До гостиницы Изольды мы добрались без приключений. Присутствие тех, кто мог бы этими «приключениями» стать, я ощущал — в подворотнях и переулках, порой даже на крышах домов — но нашу с Кастианом форму они каким-то образом различали даже в темноте, и она, как и прежде, служила пропуском.
Слуга, обновлявший краску на двери черного хода гостиницы, изумленно уставился на нашу пеструю компанию, но тут же узнал меня. На прошлой неделе я несколько раз являлся к Изольде — и когда относил наконец сочиненное письмо, чтобы она отправила его Амане, и когда приходил узнать, не пришел ли ответ.
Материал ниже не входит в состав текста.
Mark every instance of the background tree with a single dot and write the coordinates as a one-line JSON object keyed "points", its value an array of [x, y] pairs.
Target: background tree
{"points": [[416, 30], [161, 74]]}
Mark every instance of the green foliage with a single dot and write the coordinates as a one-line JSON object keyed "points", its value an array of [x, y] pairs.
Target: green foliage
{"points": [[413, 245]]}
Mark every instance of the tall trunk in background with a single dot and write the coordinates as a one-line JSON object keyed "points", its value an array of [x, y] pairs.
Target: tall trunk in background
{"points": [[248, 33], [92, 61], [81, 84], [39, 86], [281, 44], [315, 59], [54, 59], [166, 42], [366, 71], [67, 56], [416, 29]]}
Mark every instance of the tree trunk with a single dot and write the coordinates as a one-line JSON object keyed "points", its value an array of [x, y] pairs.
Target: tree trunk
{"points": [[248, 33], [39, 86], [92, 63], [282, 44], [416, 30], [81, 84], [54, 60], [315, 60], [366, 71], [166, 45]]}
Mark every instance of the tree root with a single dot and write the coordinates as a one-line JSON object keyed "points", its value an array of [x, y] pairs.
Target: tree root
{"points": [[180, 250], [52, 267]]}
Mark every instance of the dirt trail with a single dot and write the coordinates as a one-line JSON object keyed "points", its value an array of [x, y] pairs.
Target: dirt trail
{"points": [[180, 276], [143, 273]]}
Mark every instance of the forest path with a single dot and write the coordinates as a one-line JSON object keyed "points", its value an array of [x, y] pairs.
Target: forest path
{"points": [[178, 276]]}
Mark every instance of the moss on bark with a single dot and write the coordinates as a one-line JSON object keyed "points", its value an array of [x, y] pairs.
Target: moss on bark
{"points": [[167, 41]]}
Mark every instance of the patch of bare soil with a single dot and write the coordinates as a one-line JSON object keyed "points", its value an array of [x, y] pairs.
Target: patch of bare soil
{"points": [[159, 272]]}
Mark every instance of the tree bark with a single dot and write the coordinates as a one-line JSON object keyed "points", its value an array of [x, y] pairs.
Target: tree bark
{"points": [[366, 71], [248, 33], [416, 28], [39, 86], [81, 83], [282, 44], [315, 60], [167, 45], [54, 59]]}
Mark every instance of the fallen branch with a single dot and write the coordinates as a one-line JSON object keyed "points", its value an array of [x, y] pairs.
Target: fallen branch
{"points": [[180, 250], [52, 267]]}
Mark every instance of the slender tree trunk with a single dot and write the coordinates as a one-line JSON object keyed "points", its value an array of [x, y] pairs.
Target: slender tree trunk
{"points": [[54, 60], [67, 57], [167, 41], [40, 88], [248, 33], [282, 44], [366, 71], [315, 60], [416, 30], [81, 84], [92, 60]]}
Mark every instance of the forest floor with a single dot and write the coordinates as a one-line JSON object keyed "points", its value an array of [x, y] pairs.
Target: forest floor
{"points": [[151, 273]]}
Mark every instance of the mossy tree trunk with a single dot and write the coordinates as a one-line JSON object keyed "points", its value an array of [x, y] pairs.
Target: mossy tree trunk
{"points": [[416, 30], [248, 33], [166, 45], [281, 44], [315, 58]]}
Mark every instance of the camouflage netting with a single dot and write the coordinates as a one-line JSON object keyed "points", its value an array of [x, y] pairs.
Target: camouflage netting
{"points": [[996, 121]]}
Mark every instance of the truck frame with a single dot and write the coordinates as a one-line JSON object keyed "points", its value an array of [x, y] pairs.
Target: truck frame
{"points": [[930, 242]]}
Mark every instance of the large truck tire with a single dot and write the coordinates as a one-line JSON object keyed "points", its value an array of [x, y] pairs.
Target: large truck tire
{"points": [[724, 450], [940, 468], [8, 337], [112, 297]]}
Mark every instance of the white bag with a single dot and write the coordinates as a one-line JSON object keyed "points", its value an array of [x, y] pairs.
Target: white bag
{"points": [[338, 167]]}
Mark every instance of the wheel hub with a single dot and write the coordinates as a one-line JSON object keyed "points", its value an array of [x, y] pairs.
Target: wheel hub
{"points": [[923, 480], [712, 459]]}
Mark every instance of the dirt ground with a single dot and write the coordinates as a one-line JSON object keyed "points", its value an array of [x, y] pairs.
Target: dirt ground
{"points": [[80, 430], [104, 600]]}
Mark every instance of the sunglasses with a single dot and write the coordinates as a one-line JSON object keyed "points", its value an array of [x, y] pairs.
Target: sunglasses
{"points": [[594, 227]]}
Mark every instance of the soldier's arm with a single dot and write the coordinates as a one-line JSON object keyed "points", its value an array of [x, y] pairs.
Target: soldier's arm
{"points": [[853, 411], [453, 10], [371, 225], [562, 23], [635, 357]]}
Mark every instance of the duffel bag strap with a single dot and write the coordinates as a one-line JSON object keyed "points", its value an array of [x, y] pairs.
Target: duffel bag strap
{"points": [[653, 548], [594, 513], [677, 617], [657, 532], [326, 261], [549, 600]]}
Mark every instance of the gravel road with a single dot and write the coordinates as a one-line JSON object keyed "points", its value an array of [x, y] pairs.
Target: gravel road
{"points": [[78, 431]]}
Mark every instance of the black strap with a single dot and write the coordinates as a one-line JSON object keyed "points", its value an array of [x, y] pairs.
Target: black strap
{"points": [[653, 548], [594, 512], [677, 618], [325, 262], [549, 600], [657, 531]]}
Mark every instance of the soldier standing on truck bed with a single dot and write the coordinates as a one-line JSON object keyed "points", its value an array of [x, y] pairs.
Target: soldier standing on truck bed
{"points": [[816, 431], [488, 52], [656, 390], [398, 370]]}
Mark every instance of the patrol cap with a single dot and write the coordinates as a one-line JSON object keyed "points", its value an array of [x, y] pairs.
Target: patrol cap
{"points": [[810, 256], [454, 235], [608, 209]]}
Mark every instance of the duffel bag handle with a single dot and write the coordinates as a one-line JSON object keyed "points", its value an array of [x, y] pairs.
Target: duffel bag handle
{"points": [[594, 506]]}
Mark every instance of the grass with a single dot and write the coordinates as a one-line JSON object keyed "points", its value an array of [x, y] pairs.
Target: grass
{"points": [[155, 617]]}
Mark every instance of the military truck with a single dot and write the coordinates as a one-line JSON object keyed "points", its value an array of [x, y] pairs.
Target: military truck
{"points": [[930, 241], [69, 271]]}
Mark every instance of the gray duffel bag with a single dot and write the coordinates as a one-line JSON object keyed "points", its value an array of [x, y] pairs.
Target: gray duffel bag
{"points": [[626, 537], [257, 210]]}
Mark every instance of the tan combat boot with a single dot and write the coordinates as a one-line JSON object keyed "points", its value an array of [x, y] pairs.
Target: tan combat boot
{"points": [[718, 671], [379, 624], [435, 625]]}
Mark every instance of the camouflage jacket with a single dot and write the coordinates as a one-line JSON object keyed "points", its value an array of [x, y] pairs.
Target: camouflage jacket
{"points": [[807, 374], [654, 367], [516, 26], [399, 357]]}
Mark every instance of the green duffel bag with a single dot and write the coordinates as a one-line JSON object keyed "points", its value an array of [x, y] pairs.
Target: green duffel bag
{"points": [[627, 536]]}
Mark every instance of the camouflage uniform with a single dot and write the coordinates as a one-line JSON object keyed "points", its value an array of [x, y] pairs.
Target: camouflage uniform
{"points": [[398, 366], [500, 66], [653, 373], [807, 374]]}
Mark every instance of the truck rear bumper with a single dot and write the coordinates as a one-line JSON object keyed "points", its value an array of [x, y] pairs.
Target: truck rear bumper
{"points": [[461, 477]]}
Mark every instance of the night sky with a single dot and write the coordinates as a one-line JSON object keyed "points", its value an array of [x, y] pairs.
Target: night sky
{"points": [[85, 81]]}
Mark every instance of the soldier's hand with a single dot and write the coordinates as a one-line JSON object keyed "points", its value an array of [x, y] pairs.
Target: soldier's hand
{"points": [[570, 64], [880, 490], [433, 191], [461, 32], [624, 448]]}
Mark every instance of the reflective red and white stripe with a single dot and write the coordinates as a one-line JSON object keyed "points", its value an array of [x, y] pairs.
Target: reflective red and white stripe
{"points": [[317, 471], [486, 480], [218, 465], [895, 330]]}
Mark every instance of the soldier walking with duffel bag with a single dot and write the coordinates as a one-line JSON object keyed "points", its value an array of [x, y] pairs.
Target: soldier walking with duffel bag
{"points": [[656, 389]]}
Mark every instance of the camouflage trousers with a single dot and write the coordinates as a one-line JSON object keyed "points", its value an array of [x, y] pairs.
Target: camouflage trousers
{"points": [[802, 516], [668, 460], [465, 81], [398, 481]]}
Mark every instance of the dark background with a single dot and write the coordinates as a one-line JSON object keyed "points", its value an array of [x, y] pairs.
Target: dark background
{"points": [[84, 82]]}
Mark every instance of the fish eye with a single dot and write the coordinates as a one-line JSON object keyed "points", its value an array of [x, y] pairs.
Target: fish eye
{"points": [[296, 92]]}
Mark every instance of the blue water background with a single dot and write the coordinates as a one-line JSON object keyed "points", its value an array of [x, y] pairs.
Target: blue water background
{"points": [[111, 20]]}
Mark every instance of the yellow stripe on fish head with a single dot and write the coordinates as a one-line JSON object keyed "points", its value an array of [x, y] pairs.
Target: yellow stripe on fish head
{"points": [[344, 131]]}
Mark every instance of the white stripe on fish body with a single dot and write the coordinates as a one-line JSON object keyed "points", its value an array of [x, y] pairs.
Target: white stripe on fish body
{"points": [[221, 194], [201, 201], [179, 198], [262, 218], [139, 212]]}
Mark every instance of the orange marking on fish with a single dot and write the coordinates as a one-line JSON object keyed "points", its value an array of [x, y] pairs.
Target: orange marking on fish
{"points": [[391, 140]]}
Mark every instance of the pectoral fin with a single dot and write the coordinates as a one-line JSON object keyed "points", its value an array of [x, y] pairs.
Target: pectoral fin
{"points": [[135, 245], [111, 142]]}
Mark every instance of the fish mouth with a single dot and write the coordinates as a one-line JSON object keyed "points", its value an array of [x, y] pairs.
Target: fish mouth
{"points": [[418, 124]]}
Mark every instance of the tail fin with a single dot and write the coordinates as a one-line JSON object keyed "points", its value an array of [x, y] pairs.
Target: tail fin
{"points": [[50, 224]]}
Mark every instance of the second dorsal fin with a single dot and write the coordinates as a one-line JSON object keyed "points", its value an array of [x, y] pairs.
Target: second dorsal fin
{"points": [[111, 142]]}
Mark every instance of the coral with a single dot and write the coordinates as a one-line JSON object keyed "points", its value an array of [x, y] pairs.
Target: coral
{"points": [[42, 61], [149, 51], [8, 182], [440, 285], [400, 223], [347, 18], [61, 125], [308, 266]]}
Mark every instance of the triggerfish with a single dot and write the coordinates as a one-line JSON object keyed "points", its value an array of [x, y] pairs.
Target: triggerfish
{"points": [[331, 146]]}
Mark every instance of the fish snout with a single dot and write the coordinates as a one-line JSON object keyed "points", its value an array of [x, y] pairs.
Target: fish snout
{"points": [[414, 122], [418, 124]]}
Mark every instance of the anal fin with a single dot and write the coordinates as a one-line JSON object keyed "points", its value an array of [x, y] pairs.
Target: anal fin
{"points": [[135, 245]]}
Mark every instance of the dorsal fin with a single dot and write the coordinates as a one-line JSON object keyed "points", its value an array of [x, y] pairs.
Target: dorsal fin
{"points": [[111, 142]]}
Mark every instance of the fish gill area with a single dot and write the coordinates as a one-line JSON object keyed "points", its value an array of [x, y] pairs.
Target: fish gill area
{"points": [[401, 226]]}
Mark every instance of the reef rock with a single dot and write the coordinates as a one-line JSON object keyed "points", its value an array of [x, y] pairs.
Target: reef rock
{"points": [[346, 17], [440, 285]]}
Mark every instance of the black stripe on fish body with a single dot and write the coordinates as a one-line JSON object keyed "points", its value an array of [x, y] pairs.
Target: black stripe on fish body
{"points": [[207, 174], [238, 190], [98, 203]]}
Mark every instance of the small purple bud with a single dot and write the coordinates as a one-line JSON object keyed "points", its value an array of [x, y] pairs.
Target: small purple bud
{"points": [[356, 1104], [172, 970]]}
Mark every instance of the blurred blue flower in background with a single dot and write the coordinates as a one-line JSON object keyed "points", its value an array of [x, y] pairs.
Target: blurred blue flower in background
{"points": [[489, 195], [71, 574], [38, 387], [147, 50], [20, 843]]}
Сама Изольда обнаружилась в малой гостиной, которая одновременно служила ей кабинетом. Когда слуга провел нас внутрь, она стояла посреди комнаты, обнимая большую картину, и, судя по всему, мучительно раздумывала о том, куда именно ее повесить. Увидев нас, отложила ее в сторону, на широкую тумбу. Не удержавшись, я посмотрел, что за изображение хозяйка гостиница держала с таким трепетом.
На портрете обнаружилась довольно молодая женщина, симпатичная, с добрым лицом, которое отчего-то показалось мне знакомым.
— Кто это?
— Это моя благодетельница, — Изольда чуть смущенно улыбнулась. — В четырнадцать лет я осиротела, родительский дом забрали за долги, и, если бы не дана Элайда, то даже не знаю, чтобы со мной сталось.
— Дана Элайда, — повторил я. Имя вызвало такое же ощущение смутного узнавания, как и само изображение. — К какому клану она принадлежала?
— Урожденная дана Элайда Мейфен, — пояснила Изольда, и я вспомнил. Вспомнил, почему ее лицо казалось мне знакомым — некоторые его черты я каждый день видел в зеркале. Вспомнил и имя.
Подойдя ближе, я взял портрет в руки, впервые в этой новой жизни увидев лицо своей матери.